One way to counter this trend is AutoZone’s position in Mexican markets. As the Mexican economy picks up, and its middle class grows, so will its demand for automobiles and therefore automobile repairs. AutoZone (AZO) has over 150 stores in Mexico currently so is ideally positioned to take part in this trend.
The development of Hybrid and Fuel Cell Vehicles and Electric Cars will provide both risk and opportunity for Autozone
As the basic mechanics of cars changes, Autozone will need to train its employees and buy new equipment. The changing landscape of cars will inevitably provide opportunities for new entry. Autozone’s favorable Economies of scale will be less significant in a changing market and add business risk. At the same time, its superior capital basis and market capitalization could give it the resources to adapt. When mass adoption of new automobile technology begins in full, watch how well Autozone deals with the change in comparison with its competitors.
At the same time, AZO’s suppliers have been experiencing a wave of consolidation. Auto part manufacturers, which operate in a generally troubled industry, have been consolidating via mergers in recent years.  A more concentrated vendor base for auto part retailers, then, limits the number of companies that the firm can purchase inventory from, and may provide suppliers with greater pricing power, putting pressure on AZO’s margins.

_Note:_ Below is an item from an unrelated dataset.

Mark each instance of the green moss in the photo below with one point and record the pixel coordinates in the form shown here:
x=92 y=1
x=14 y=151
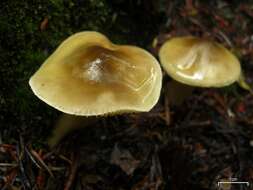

Competition and Market Share
The do-it-yourself (DIY) auto-part aftermarket retailer industry is a highly competitive and generally fragmented $35 billion/year market.  . Companies compete on a mix of customer service, product selection, price, and location.
AZO competes with other major do-it-yourself retailers, like Advance Auto Parts (AAP) , O’Reilly Automotive (ORLY) , CSK Auto (CAO), Pep Boys-Manny, Moe Jack (PBY), and AutoNation (AN). It also competes with a highly fragmented base of small, single store mom-and-pop shops and do-it-yourself repair destinations, and indirectly with full-service mechanics and other automotive destinations that sell parts or repair vehicles.